Beware the echo recession

Posted on April 13, 2009 in Education Debates, Governance Debates, Inclusion Debates – Opinions/ Special Comment – Beware the echo recession
April 13, 2009.   FRANK GRAVES

Now that we are deep into what appears to be a particularly savage recession, it is worth looking back at the last recession to see what we can learn. When I return to my polling data from the 1990s, the lesson is clear: The public’s sense of economic security is a fragile thing, and it does not always mirror what is happening in the “real” economy.

Even though Canada technically emerged from the last recession as early as 1991, as the nervous nineties unfolded, a sense of economic confidence and security emerged only slowly and painfully. In fact, it took roughly six more years for the public to recover its sense of optimism. That lag contributed to an “echo recession,” in which recovery was slower than it might otherwise have been, because of the public’s reluctance to invest and spend.

Just as an “irrational exuberance” can lead to the economic troubles we now face, by tempting people and businesses to make what in retrospect seem like irrational bets, an excessive pessimism in a downturn can impede our ability to return to robust growth.

We already know that the current downturn is having an extremely deleterious impact on consumer intentions. In a recent survey, we found that two-thirds of Canadians plan to cut back their spending on big-ticket items such as cars, appliances and computers. Interestingly, this is true even though the public continues to be more optimistic than most economic forecasters about the depth and duration of recession, and the ability of government to address it. Fears of job loss, for example, are still much lower now than they were in the mid-’90s, when the jobless rate had fallen considerably from its peak in 1993.

If the forecasters are right, consumers probably will become gloomier as reality sinks in. And the history of the last recession shows that the gloom does not lift anywhere near as quickly as growth returns.

This dynamic in public opinion is going to make recovery harder. It may be prudent for consumers to act cautiously during periods of economic decline; but when the economy starts growing again, this caution undermines the recovery. The point is that once the public’s sense of economic security is surrendered, it is very difficult to restore.

It may well be that corrosive impacts of this “echo recession” may be as serious as the recession itself. Unlike the recessions of the early 1980s and ’90s, the current downturn is taking place in a demographic context that may magnify the exaggerated sense of economic insecurity.

Canada had the largest baby boom of any advanced Western society, save Australia. The exuberant yuppies of the ’80s are now shell-shocked grumpies. As equity markets smoulder in ruin, the iconic Freedom 55 now looks like Freedom 95.

But we do not have to despair in the face of this likely echo recession. There are ways to reduce its length and severity. As governments spend and central banks loosen monetary policy in a neo-Keynesian frenzy to jump-start the economy, they should focus on the problem of the echo.
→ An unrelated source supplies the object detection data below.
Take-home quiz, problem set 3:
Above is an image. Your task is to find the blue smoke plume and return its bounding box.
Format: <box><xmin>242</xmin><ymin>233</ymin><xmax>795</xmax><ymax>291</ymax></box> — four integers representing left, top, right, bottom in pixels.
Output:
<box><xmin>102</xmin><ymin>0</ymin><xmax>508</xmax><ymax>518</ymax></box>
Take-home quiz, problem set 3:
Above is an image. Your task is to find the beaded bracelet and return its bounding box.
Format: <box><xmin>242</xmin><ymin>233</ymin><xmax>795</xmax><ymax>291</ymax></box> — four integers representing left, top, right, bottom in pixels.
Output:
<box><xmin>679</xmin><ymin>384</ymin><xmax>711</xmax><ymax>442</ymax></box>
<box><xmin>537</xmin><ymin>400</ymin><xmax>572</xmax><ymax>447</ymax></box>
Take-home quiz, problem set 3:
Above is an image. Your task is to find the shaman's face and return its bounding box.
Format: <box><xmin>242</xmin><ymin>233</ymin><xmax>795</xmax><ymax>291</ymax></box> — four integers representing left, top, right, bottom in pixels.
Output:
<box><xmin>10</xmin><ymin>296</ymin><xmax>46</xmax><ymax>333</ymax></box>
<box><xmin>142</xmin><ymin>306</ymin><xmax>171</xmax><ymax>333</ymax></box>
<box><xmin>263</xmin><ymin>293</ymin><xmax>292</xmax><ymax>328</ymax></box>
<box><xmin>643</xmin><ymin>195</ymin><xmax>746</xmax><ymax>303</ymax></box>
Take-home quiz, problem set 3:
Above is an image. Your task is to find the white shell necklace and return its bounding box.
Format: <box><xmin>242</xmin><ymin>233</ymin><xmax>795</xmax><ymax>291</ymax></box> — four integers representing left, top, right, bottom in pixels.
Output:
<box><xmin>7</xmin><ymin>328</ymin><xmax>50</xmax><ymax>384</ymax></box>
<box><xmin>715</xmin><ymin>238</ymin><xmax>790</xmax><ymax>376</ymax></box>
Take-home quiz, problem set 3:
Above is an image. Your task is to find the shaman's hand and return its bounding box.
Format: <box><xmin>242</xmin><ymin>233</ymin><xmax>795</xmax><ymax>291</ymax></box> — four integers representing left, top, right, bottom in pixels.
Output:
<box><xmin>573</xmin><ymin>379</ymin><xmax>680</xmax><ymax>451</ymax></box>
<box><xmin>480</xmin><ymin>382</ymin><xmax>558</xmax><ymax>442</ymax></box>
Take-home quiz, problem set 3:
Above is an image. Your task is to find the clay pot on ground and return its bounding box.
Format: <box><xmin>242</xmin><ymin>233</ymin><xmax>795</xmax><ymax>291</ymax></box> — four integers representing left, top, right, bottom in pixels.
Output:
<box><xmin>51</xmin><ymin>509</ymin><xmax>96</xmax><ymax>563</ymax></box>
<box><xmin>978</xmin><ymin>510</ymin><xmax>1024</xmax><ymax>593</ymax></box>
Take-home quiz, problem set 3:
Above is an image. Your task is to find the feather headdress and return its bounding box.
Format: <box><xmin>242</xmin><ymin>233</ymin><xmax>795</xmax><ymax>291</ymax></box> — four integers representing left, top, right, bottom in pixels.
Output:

One approach has been the “noble lie.” Prime Minister Stephen Harper, President Barack Obama, Bank of Canada Governor Mark Carney and U.S. Federal Reserve chairman Ben Bernanke have all been suggesting that things are better – or will soon be better – than they manifestly are. Maybe they have no choice, given that much of the media have seized almost gleefully on the most apocalyptic pronouncements of economists and other “experts.” The net effect, however, is likely to confuse the public.

We also know that exaggerated risk perceptions are highest when the source of fear is relatively alien or unfamiliar and when individuals feel they have no direct control over their circumstances.

So what to do? A skeptical but, by historic measures, relatively sophisticated public wants absolute candour. And individuals have to be shown ways in which they can fit themselves into the economic recovery.

There is no magic bullet that will cause the public to recognize the end of the recession and act accordingly. But there are three things we can do to minimize this problem.

First, we can shift away from specious forecasts and conjecture to provide the most rapid, accessible and neutral picture of actual economic performance. We need a distilled summary of where we are, day to day and week to week. This should come from a blue ribbon source such as the Bank of Canada, but it should come faster than it does now and be more accessible to ordinary people. Cutting the lag time between economic reporting and economic reality would reduce our reliance on the cacophony of conflicting forecasts.

Second, we should focus stimulative spending on reconstructing our economy for the 21st century. Our research indicates that Canadians are just as concerned with where we will be in 10 years as they are about the current recession. So let’s fill the potholes, but let’s also construct a world-leading post-carbon economy.

Third, the crucial mechanism for determining both individual and national success in the 21st century will be knowledge and innovation. We need a blueprint that will allow us to combine a smarter, more agile population with technical and business innovation to elevate our competitive position. Canadians want higher productivity and the better quality of life that comes with it. They want to feel a sense of participation and ownership in efforts to rebuild our economy – and if they have that sense, they will go out and learn, innovate, invest and buy.

Frank Graves is president of Ekos Research Associates Inc.